POST SCRIPTUM

Eu nunca gostei da expressão "Fulano morreu"...

"Morreu", a própria sonoridade da palavra deixa um peso, sabe ? De pedra, de cova, de coisa deixada ao rés do chão... Morrer, a gente deve deixar mesmo as coisas ruins. Que morra a mágoa. Que morram os entraves que nos impedem de evoluir.
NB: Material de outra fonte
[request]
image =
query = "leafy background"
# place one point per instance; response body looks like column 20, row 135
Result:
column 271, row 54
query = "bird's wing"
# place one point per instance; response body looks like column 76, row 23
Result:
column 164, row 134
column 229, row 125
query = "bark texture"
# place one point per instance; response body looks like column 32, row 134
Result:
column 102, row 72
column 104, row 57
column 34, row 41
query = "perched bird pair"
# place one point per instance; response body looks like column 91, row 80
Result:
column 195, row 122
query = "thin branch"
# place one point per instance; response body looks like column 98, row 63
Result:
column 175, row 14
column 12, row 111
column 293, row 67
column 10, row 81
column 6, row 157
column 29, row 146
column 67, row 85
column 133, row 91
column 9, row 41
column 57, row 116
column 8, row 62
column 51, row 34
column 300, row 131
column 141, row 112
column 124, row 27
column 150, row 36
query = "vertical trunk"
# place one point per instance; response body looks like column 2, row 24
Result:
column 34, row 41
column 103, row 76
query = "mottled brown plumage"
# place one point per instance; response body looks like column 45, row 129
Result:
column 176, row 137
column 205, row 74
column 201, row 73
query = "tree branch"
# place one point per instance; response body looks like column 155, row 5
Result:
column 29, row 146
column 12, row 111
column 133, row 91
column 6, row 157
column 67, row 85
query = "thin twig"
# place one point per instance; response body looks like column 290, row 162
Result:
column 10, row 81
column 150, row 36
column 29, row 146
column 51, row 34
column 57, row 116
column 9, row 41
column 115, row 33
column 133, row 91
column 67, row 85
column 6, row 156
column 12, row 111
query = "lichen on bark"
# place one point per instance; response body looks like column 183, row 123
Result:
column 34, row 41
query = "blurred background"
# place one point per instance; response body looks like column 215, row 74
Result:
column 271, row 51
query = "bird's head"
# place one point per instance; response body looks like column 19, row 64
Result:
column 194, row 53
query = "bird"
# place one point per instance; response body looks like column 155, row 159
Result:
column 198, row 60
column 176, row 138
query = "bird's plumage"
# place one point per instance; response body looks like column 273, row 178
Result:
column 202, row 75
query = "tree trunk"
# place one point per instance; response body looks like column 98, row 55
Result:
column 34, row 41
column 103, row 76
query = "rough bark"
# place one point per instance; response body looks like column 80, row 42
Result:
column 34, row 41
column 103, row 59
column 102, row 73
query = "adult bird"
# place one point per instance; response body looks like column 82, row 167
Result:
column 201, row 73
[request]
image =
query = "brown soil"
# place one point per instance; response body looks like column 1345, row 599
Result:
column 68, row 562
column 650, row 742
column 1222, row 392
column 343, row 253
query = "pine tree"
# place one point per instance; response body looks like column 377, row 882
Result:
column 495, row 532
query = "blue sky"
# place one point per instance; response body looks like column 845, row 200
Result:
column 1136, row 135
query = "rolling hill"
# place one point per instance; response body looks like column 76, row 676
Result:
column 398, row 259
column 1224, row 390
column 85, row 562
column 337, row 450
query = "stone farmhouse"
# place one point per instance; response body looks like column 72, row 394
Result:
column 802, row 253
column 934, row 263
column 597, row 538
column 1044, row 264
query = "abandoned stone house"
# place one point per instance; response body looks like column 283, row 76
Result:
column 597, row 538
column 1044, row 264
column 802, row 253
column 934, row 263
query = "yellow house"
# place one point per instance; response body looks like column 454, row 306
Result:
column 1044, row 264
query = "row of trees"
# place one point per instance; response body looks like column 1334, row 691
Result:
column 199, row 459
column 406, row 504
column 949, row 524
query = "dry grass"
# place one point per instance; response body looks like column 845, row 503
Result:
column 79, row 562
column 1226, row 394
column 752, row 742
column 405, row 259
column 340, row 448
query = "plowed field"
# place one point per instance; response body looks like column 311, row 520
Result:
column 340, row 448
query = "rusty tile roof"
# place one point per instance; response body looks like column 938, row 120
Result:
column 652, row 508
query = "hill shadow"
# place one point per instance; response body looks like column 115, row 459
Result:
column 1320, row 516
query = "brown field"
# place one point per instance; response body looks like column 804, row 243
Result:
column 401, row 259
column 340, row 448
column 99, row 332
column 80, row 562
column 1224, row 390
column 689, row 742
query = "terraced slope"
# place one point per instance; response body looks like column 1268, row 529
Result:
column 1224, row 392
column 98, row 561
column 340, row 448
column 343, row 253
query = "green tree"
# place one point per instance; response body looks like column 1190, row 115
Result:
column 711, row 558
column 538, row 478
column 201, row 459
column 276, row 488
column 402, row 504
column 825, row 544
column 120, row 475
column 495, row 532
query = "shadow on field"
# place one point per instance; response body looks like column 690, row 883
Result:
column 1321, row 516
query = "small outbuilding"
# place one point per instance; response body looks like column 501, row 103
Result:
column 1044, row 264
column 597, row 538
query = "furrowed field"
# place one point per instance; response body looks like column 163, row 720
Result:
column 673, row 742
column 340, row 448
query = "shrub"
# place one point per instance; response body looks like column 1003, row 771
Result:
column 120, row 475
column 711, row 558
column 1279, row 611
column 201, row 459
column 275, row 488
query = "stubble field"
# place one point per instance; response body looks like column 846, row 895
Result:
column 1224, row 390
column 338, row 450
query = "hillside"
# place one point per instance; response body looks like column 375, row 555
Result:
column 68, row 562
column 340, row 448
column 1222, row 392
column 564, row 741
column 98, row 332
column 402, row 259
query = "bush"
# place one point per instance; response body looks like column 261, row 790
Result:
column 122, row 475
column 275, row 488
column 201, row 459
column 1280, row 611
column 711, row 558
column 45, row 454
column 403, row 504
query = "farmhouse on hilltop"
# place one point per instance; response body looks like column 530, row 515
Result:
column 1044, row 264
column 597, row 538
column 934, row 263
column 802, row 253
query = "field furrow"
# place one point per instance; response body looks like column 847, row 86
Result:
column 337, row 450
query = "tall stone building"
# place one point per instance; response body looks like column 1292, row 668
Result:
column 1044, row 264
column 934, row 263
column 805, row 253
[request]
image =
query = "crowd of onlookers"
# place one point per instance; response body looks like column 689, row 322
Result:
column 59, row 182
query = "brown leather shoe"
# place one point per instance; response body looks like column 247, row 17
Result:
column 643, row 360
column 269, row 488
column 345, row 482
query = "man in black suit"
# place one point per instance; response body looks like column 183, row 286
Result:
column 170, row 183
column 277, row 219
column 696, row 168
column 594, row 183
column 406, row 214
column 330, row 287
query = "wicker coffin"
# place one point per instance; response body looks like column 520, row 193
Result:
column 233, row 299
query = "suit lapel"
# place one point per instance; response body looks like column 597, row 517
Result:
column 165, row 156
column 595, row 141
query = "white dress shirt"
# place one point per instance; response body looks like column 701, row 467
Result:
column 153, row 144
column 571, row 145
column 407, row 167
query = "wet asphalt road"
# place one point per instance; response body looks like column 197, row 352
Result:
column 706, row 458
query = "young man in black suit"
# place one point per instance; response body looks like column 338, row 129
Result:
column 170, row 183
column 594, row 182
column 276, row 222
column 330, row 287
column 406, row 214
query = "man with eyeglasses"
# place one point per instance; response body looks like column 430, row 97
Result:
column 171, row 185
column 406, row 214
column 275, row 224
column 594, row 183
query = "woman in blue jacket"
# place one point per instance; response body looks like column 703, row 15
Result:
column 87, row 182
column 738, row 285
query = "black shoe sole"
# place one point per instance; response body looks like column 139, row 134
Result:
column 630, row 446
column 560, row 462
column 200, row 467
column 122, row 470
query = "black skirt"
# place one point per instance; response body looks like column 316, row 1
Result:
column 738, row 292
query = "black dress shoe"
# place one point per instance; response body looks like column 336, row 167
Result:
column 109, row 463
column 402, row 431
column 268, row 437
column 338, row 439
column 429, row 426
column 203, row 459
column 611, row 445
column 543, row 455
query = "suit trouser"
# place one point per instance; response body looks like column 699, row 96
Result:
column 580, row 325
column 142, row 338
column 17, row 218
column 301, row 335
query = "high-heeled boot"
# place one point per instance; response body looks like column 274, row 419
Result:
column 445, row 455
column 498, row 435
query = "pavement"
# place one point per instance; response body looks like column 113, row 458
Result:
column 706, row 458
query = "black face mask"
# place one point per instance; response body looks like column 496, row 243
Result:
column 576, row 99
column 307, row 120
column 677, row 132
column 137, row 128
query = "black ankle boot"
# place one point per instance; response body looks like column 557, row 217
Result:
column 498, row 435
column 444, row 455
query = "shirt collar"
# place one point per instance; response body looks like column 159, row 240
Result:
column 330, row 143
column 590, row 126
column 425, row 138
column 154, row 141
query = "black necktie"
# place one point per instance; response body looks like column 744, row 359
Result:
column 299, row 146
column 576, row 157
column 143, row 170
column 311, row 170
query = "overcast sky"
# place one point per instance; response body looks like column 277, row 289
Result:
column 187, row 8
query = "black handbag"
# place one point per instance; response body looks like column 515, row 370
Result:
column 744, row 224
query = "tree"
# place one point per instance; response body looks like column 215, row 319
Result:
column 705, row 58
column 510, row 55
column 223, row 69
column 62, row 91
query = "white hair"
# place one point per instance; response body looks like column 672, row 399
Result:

Que morra o ódio que machuca tantos meus e minhas por aí...

Não, eu gosto de dizer que alguém "se foi", sabe ? Tem uma leveza, quase uma candura, uma luminescência de alguém que sai caminhando, casualmente numa tarde de domingo, depois de uma visita a um parente, tomar um café requentado, conversar sobre a família...

Simplesmente "se foi", de pé, impávido, com o eco de suas boas lembranças lhe fazendo companhia. Só se foi, pegou a estrada, não avisou quando voltava, mas foi. Sorrindo, caminhando na serenidade dos passos, por aquela estrada comprida que ninguém sabe onde vai dar.

E a gente ? A gente fica. Sentado na varanda, com uma xícara de café a mais. Só sorrindo e acenando, muitas das vezes esse aceno nem nos é dado de volta.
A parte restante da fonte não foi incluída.